Comme tant d’autres, j’ai assisté en observateur (peut-être même en « voyeur ») au cirque médiatique des derniers jours à la suite de la publication du livre posthume de Nelly Arcan dont un extrait rappelle, sous forme fictive, son passage à l’émission Tout le monde en parle. J’avais vu cette émission. J’ai revu l’extrait. J’ai de nouveau ressenti le même malaise qu’en 2007. Et pourtant je suis un homme…
La séductrice
Cette auteure que je n’ai jamais lue, mais dont je connaissais quelque peu la réputation, s’était présentée sur le plateau de l’émission en robe sexy, comme bien d’autres femmes avant elle. Cette femme-là avait un côté provocateur, des airs de femme fatale, aguichante, ne refusant pas pour elle-même les attributs de la femme objet, principal sujet de ses livres. Mais c’est bien de son dernier livre qu’elle aurait aimé parlé!
Si j’avais été sur ce plateau, avec ces hommes que certains décrivent aujourd’hui plus ou moins à mots couverts comme des cochons excités, aurais-je pu éviter de me laisser entraîner dans cette atmosphère lubrique générée par les remarques déplacées du fou du roi et d’un invité en particulier, d’une part, et les questions tendancieuses de l’animateur poussant à faire l’amalgame entre la personne de Nelly Arcan et ce qu’on peut déduire d’elle à partir de ses personnages de romans? Mon regard aurait-il porté ailleurs que sur son décolleté, quand l’aura de cette femme rayonnait fortement d’une sensualité qu’on ne peut séparer complètement de ses héroïnes? Elle disait que ce qu’elle écrivait, à force de détails, devenait « l’anti-thèse de l’érotisme ». Elle avait peut-être oublié que c’est justement ce que fait la pornographie, les détails, et qu’il semble bien que ça n’empêche pas un homme et même certaines femmes d’être férocement excités…
La femme fragile
Nelly Arcan s’est suicidée en 2009. Certains suicidaires considèrent qu’il faut du courage pour mettre un terme à sa vie. D’autres évoquent plutôt la lâcheté devant les défis auxquels toute vie doit plus ou moins être confrontée. Peu importe notre regard sur le suicide, c’est toujours une tragédie. Des gens se sentent coupables de l’acte ultime d’un autre, la plupart du temps les plus proches ou ceux qui auraient dû se montrer proches avant le geste fatal.

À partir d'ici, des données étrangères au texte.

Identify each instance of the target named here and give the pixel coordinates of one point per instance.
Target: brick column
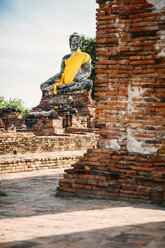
(129, 162)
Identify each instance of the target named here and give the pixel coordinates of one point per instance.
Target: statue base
(71, 112)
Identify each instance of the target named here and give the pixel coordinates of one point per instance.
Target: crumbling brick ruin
(129, 161)
(54, 134)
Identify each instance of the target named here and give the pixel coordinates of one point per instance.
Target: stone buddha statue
(75, 70)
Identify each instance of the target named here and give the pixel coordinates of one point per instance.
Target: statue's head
(75, 41)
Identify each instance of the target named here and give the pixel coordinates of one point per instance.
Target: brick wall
(13, 142)
(129, 162)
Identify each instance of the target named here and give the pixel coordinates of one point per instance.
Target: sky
(34, 36)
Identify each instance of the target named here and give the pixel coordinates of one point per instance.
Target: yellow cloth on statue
(72, 65)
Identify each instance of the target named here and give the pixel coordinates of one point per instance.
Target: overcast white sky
(34, 38)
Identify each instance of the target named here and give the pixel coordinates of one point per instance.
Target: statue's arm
(54, 78)
(85, 72)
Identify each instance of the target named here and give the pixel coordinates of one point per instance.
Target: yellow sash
(72, 66)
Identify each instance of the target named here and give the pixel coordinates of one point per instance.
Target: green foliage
(89, 46)
(14, 102)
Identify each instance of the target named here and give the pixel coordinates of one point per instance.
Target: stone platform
(39, 161)
(32, 216)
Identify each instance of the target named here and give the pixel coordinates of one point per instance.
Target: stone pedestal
(62, 113)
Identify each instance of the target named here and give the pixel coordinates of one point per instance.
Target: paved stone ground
(32, 216)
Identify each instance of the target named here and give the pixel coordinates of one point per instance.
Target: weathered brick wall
(129, 162)
(11, 118)
(52, 161)
(13, 142)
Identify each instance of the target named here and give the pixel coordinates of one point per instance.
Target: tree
(14, 102)
(89, 46)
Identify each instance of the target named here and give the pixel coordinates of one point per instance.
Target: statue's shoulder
(66, 57)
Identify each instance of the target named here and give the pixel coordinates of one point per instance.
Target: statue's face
(74, 43)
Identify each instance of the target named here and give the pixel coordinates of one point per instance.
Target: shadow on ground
(132, 236)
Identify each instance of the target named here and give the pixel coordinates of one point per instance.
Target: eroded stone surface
(31, 216)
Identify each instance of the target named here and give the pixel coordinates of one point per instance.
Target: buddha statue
(75, 70)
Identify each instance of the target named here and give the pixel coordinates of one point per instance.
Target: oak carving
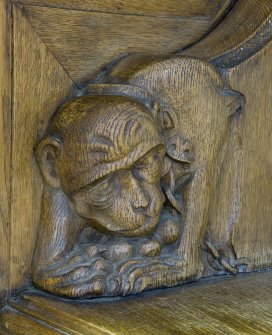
(131, 168)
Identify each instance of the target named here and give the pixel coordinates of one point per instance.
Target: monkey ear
(47, 152)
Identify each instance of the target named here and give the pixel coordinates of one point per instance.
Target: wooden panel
(12, 322)
(200, 8)
(243, 32)
(233, 305)
(84, 42)
(5, 131)
(40, 84)
(253, 235)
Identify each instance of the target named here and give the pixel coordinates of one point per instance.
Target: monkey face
(125, 202)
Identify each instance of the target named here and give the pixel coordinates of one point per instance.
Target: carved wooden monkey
(154, 127)
(192, 95)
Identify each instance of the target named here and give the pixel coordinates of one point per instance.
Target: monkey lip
(145, 229)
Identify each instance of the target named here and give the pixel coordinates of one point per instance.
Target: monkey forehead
(110, 141)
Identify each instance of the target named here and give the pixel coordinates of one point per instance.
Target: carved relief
(131, 169)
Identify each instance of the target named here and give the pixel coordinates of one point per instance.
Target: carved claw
(224, 259)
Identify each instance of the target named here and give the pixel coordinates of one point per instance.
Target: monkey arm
(197, 203)
(60, 266)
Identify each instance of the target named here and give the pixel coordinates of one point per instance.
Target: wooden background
(49, 51)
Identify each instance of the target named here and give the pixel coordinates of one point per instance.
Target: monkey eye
(166, 120)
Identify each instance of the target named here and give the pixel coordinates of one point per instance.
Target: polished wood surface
(108, 36)
(230, 305)
(199, 9)
(47, 53)
(243, 32)
(5, 143)
(40, 84)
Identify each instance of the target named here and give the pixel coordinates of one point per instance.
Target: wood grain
(12, 322)
(85, 42)
(205, 9)
(244, 31)
(40, 84)
(232, 305)
(253, 235)
(5, 142)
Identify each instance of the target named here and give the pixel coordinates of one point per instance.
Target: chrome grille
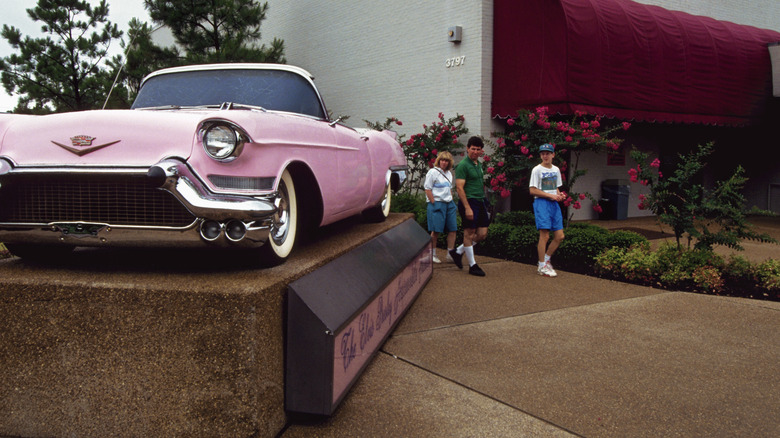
(114, 200)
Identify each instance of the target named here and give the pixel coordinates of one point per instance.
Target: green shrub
(581, 245)
(636, 264)
(625, 239)
(768, 275)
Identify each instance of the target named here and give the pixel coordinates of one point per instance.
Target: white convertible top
(230, 66)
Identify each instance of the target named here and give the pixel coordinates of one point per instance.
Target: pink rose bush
(422, 148)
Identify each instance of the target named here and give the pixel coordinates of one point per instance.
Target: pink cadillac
(223, 156)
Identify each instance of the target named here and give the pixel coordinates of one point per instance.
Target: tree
(141, 57)
(61, 71)
(516, 151)
(217, 30)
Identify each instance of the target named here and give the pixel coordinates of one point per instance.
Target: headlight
(223, 141)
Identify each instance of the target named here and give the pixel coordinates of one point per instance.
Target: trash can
(616, 192)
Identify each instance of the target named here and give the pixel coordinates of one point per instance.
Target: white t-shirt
(439, 182)
(546, 180)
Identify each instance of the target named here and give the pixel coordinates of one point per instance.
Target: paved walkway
(515, 354)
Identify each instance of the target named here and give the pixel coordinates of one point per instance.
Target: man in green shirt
(469, 182)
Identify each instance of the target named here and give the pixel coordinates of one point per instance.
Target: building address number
(455, 62)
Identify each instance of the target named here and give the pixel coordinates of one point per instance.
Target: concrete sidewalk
(516, 354)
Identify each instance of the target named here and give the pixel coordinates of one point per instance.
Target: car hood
(99, 138)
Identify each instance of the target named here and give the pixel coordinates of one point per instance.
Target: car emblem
(82, 141)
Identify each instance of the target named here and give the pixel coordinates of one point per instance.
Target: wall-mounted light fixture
(454, 34)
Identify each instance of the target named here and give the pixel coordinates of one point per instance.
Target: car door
(355, 168)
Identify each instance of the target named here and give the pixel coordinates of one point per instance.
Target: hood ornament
(82, 141)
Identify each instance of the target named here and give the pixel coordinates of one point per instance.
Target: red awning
(628, 60)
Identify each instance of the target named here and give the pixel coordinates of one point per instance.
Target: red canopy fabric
(628, 60)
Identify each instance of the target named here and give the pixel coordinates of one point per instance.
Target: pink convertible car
(223, 156)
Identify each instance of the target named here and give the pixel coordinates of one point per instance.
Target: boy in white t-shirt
(543, 185)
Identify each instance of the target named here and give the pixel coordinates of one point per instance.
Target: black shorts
(481, 214)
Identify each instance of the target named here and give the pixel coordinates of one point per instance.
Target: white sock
(469, 250)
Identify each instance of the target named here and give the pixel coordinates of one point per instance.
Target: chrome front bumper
(226, 220)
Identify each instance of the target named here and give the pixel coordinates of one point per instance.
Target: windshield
(276, 90)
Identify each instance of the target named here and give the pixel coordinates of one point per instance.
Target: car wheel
(381, 211)
(284, 228)
(40, 253)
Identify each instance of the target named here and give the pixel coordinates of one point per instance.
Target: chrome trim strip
(116, 236)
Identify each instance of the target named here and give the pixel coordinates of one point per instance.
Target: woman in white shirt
(442, 210)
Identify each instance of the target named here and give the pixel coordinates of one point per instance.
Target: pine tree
(63, 70)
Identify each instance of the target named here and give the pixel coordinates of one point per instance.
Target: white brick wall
(373, 59)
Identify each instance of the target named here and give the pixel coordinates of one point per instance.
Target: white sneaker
(547, 270)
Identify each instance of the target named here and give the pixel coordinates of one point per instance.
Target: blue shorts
(548, 215)
(442, 217)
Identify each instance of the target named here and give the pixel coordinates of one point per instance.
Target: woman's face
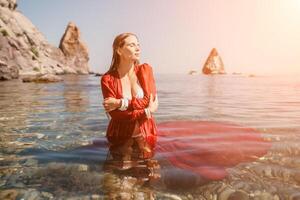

Sur le plateau de l’émission, Nelly Arcan a affiché, sans doute sans le vouloir, une fragilité et une sensibilité touchantes. Elle était visiblement affectée par la tournure de l’entrevue, jusqu’à supplier « Vous n’allez pas me faire ça » au moment où l’on voulait la contraindre à une partie de bras de fer. C’était le risque de participer à une émission de variétés qui veut plaire en provoquant et en rigolant, en déstabilisant les vedettes, parfois aussi en sensibilisant, il faut le dire.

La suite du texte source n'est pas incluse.